In striking contrast to the position taken by the popes is that taken by the Christian witnesses of Jehovah. They readily admit to having made mistakes as to doctrine and worship. Thus for a time, in common with Christendom, they celebrated Christmas until they learned of its pagan origin. Then again, because Romans 13:1 had been construed to mean that the governments of the world must be given unqualified obedience, the Witnesses interpreted the ‘higher powers’ or “superior authorities” there mentioned as applying to Jehovah God and Jesus Christ. However, a closer examination of the context revealed that Romans 13:1 does indeed refer to the political governments of this world. But by comparing this scripture with others, such as Acts 5:29, which states, “We must obey God as ruler rather than men,” it was seen that the “subjection” mentioned at Romans 13:1 must be a relative subjection, not an unqualified one. That is, Christians are to be in subjection to the governments of this world so long as these do not ask Christians to go contrary to God’s laws. When such governments do, then the Christian must obey the higher law.—Acts 4:19, 20.

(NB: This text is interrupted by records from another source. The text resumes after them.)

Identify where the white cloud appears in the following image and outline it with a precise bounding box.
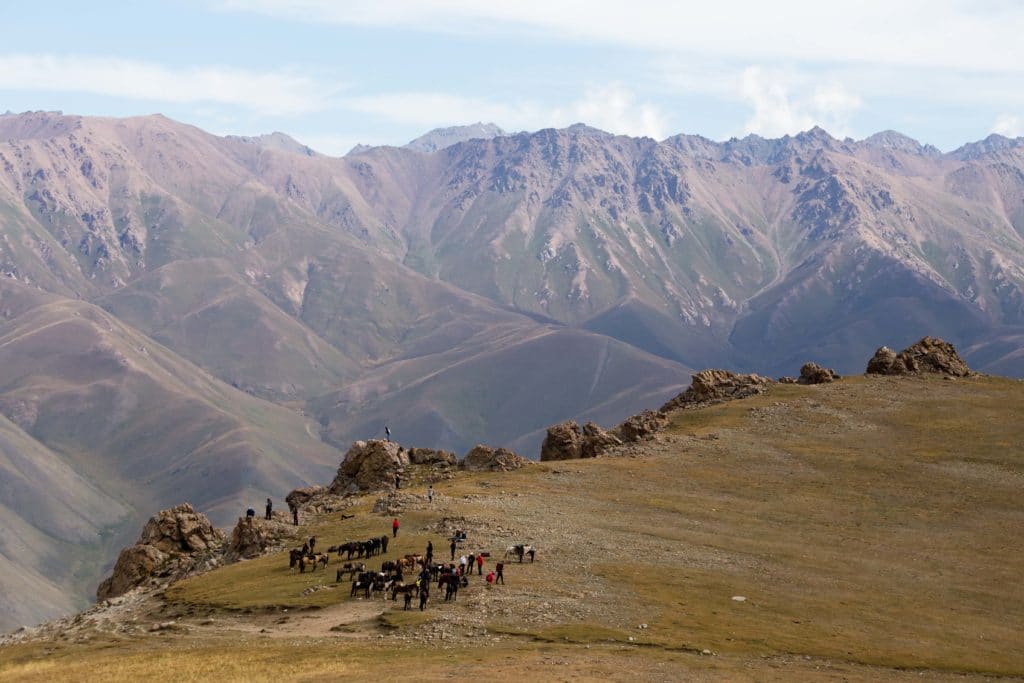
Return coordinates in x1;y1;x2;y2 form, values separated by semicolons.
0;54;332;116
739;67;862;138
992;114;1022;138
218;1;1024;74
346;84;667;139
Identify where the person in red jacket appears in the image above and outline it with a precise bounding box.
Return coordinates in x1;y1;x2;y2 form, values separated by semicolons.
476;553;484;575
392;517;400;538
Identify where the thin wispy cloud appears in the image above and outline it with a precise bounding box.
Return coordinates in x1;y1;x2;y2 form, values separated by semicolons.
0;54;333;116
218;1;1024;73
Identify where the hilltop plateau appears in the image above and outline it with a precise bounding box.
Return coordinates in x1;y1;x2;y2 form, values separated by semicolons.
2;365;1021;681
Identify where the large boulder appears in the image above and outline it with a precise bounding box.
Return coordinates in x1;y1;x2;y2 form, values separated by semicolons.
866;337;971;377
329;440;409;494
540;421;622;461
227;516;273;560
96;503;224;601
137;503;223;553
407;447;458;467
461;445;530;472
96;545;169;601
660;369;773;412
540;421;584;461
798;362;840;385
285;485;326;510
581;422;623;456
611;410;668;443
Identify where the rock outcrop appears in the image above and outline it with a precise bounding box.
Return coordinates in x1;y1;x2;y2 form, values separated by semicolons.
96;503;224;600
227;516;275;560
329;440;409;494
460;445;530;472
407;447;458;467
798;362;840;384
611;410;668;443
660;369;773;412
865;337;971;377
285;485;326;511
540;421;623;461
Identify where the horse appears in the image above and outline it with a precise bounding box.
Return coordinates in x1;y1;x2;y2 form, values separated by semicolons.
504;544;536;563
351;571;376;597
335;562;365;582
390;581;419;601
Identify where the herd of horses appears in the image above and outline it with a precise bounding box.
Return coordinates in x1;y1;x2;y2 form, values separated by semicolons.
284;532;537;608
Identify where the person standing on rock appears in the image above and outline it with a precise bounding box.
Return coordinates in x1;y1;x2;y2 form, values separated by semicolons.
428;485;434;504
290;503;298;526
394;472;401;489
496;562;504;584
392;517;400;538
265;498;273;520
450;538;457;561
426;540;433;563
476;553;484;575
385;425;391;442
459;554;467;576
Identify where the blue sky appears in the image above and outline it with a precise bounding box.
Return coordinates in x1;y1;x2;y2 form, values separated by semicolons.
1;1;1022;155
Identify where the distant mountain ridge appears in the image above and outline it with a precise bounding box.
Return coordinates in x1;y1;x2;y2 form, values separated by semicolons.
1;110;1024;628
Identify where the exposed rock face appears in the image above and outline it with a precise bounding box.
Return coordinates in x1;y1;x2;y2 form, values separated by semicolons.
329;440;409;494
660;369;773;412
540;421;623;461
285;485;326;510
407;447;458;467
611;410;668;443
227;516;272;560
96;503;224;600
461;445;530;471
582;422;623;455
865;337;972;377
866;346;898;374
798;362;840;384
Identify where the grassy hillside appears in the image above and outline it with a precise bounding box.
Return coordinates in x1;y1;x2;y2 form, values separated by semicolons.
2;374;1020;680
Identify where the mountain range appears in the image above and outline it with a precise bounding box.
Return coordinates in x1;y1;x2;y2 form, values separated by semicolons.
1;110;1023;629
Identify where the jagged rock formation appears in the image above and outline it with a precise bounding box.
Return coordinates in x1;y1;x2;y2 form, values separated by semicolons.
227;516;286;560
460;445;530;472
866;337;972;377
407;447;458;467
798;362;840;384
611;410;669;443
97;504;224;600
540;421;623;461
285;486;327;511
660;370;774;412
329;440;409;494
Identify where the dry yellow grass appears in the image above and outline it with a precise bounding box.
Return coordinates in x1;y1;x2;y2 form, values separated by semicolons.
2;374;1022;681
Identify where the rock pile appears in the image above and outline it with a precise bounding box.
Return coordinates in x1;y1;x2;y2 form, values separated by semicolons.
461;445;530;472
329;440;409;494
613;409;668;442
659;369;773;412
866;336;971;377
96;503;224;600
407;447;458;467
540;421;623;461
798;362;840;384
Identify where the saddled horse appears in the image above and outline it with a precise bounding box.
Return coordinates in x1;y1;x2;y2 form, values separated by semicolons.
504;544;536;563
335;562;365;582
390;581;420;601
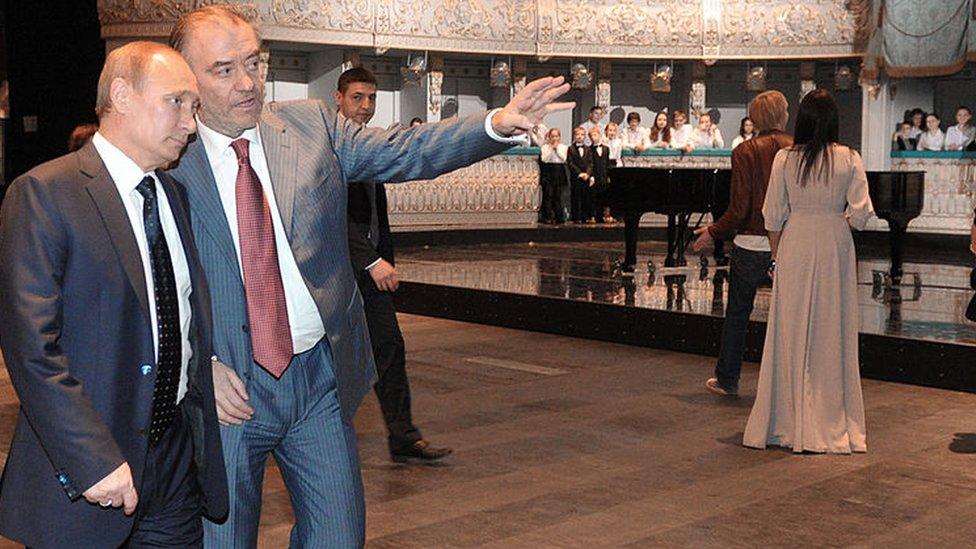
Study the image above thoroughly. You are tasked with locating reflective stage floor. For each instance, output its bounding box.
[5,316,976,547]
[394,239,976,392]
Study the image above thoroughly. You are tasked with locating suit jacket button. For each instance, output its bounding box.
[242,324,250,333]
[141,364,152,376]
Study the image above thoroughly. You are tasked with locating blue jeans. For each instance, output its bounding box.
[714,246,771,392]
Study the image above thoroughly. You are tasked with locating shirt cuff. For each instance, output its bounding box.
[484,108,531,146]
[364,258,383,272]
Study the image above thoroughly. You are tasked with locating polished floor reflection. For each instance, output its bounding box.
[397,241,976,346]
[4,316,976,547]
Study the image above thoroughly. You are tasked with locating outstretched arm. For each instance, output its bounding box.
[334,76,573,184]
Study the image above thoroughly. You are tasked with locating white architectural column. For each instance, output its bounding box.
[426,55,444,123]
[860,80,894,171]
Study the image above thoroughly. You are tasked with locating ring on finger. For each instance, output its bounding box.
[100,499,113,507]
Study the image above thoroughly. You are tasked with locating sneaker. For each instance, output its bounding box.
[705,378,738,397]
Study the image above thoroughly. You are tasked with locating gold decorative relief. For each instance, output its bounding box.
[99,0,870,59]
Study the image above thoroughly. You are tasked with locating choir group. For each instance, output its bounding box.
[538,106,754,225]
[893,105,976,151]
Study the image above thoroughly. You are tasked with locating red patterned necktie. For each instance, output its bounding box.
[231,138,293,378]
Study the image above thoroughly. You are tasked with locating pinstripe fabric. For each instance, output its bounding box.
[229,340,363,548]
[169,100,510,546]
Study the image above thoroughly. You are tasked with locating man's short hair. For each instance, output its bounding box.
[589,106,603,114]
[338,67,378,94]
[169,4,259,58]
[748,90,789,132]
[626,112,641,123]
[95,41,179,119]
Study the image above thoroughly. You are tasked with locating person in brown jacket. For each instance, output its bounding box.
[692,90,793,396]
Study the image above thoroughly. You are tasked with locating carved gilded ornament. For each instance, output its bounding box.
[99,0,869,59]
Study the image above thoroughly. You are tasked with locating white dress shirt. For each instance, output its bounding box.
[691,127,724,149]
[945,124,975,150]
[621,126,650,150]
[670,125,694,149]
[196,120,326,355]
[647,129,668,148]
[605,138,622,162]
[92,132,192,403]
[916,129,945,151]
[540,143,568,163]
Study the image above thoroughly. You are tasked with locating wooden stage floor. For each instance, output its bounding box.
[3,314,976,547]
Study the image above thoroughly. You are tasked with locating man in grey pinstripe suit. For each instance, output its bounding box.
[167,5,572,547]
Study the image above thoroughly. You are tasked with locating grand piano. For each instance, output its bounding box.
[608,166,730,269]
[607,166,924,280]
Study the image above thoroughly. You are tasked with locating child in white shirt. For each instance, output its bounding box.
[648,111,671,149]
[621,111,650,152]
[604,122,623,166]
[670,110,694,152]
[691,112,725,149]
[731,117,754,149]
[916,113,945,151]
[539,127,570,223]
[945,106,975,151]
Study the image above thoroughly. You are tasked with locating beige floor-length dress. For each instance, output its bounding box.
[743,144,874,454]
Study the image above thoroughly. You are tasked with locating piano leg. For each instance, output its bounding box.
[675,212,690,267]
[665,214,678,268]
[887,219,907,283]
[623,214,639,268]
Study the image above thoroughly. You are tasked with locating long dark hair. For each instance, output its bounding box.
[650,111,671,143]
[738,117,752,138]
[793,89,839,186]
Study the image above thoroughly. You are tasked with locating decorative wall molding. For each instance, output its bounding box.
[98,0,868,60]
[386,153,540,227]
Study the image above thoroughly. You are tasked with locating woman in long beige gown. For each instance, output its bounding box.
[743,89,874,454]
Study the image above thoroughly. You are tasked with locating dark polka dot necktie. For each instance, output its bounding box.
[136,176,181,445]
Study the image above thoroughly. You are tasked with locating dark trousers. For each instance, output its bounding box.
[570,177,585,222]
[540,164,566,223]
[358,274,421,451]
[714,246,771,392]
[579,183,595,221]
[124,408,203,548]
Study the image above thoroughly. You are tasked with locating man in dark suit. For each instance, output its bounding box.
[167,6,572,546]
[0,42,227,547]
[338,67,452,463]
[566,126,592,223]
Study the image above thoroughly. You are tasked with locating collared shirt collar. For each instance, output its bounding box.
[91,132,155,193]
[196,117,262,161]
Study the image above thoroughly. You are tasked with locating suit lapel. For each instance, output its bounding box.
[259,112,298,238]
[79,143,151,322]
[177,140,240,269]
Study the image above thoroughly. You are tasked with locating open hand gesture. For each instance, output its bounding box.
[491,76,575,137]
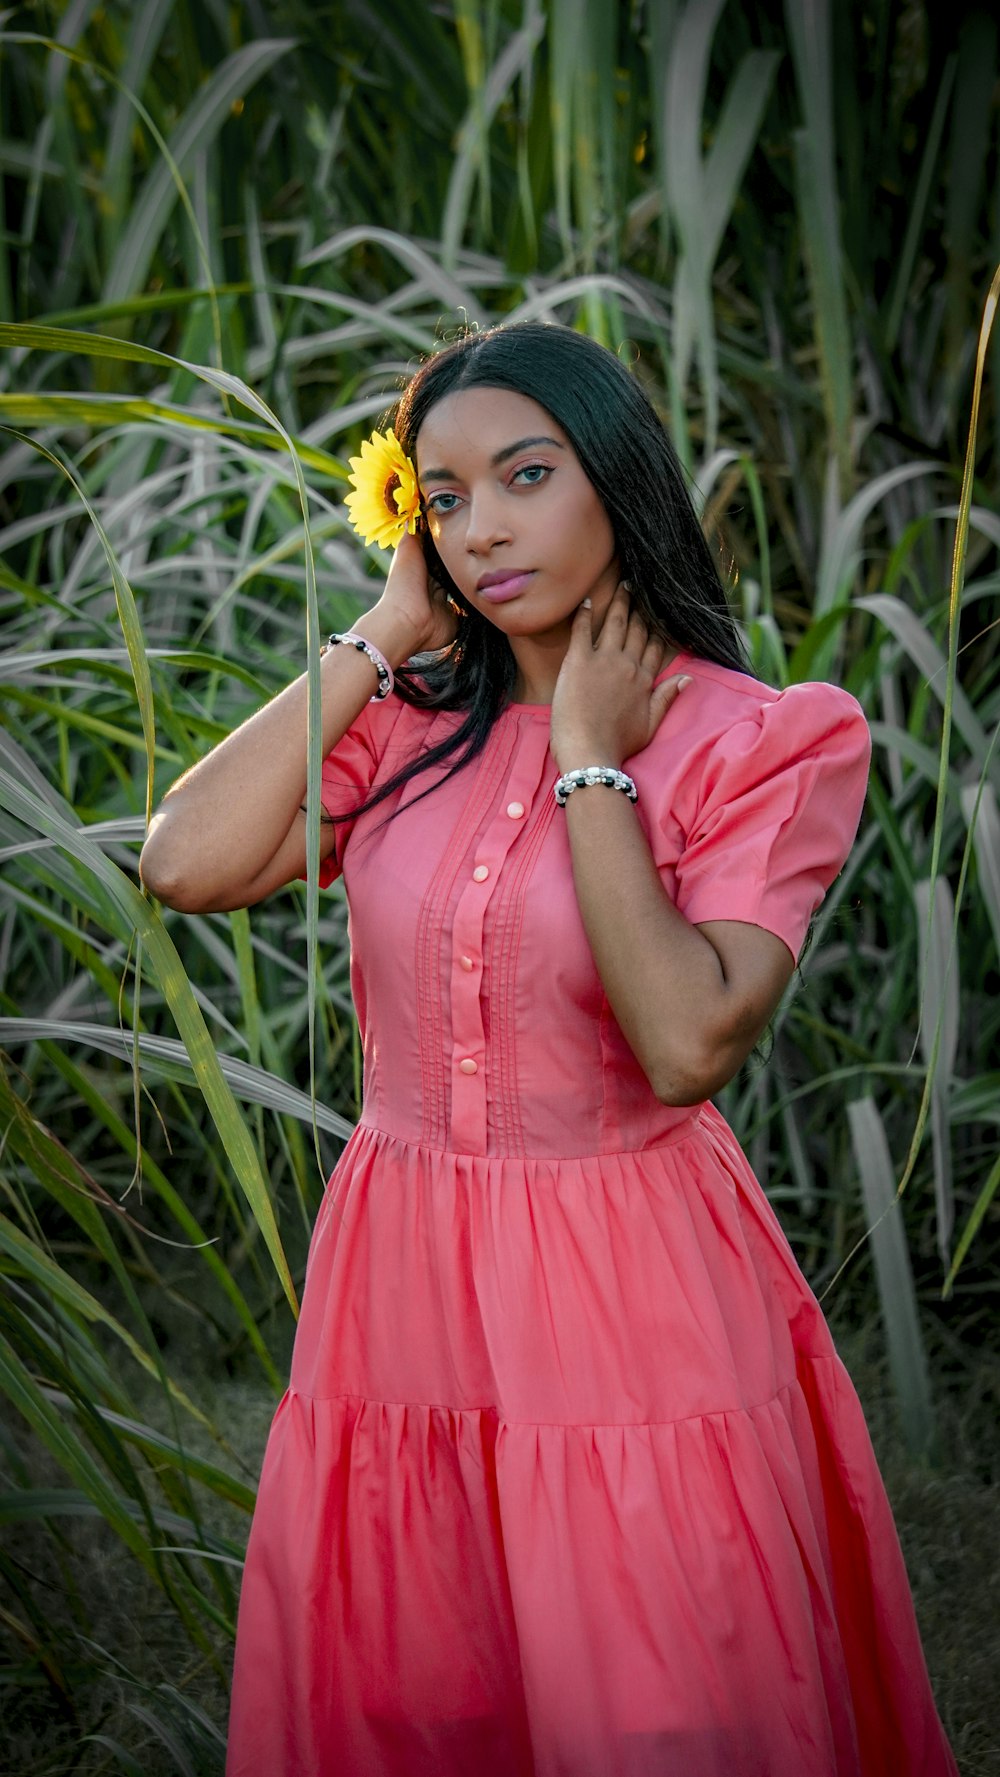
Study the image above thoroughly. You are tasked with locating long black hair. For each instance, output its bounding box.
[335,321,750,821]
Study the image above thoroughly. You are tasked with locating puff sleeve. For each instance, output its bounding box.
[308,695,407,889]
[673,682,871,962]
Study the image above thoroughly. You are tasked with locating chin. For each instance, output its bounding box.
[478,599,575,633]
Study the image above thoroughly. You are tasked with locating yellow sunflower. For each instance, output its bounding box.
[344,428,422,549]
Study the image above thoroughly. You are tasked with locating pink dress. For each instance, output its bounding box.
[227,652,957,1777]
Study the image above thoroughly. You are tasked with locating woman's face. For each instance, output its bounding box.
[414,386,620,639]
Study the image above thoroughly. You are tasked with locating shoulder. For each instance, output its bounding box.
[666,652,868,731]
[660,653,870,776]
[639,654,871,839]
[657,659,871,957]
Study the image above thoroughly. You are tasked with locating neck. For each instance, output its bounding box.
[508,574,621,704]
[509,629,571,705]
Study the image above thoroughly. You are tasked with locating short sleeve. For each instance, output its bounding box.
[673,682,871,961]
[306,697,406,889]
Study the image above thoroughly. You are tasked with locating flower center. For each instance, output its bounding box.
[383,471,401,512]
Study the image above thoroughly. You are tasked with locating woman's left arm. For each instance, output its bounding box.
[551,584,794,1106]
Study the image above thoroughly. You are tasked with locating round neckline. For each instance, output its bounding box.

Does this admission of making mistakes stamp them as false prophets? Not at all, for false prophets do not admit to making mistakes. In fact, the book of Acts gives more than one example of early Christians being mistaken as to their beliefs and needing to be set straight, but they are spoken of with approval in God’s Word. All of this is in keeping with the Bible principle that “the path of the righteous ones is like the bright light that is getting lighter and lighter until the day is firmly established.”—Prov. 4:18.
In view of such examples, why should it be so difficult for individuals to admit to making mistakes? No human knows everything; we all keep learning. Time and again, due to insufficient knowledge, we make mistakes. Or, then again, we may make mistakes due to our emotions getting the better of us; we may have let some prejudice or wounded vanity cause us to respond without first using our thinking ability to evaluate the consequences of our words or actions.—Prov. 5:1, 2.
Being willing to admit a mistake is the right course, for it leaves one with a clear conscience. It keeps us from being on the defensive or attempting to justify our mistakes by saying, “Nobody is perfect.”
Being big enough to admit a mistake is also the wise course. Even as noted with the children who complained about their Dad’s not admitting a mistake, by our admitting we made a mistake we make for better relations with others, be they our fellows, our superiors, or inferiors—that is, organizationally speaking. And by admitting the mistake it will impress it so on our own mind that we will be less likely to repeat that mistake, if for no other reason than because of the humiliation that was involved.
So be big. Be big enough to admit a mistake. Be willing to say, “Yes, that’s right. I did make a mistake and I’m sorry.” Then try very hard not to repeat it.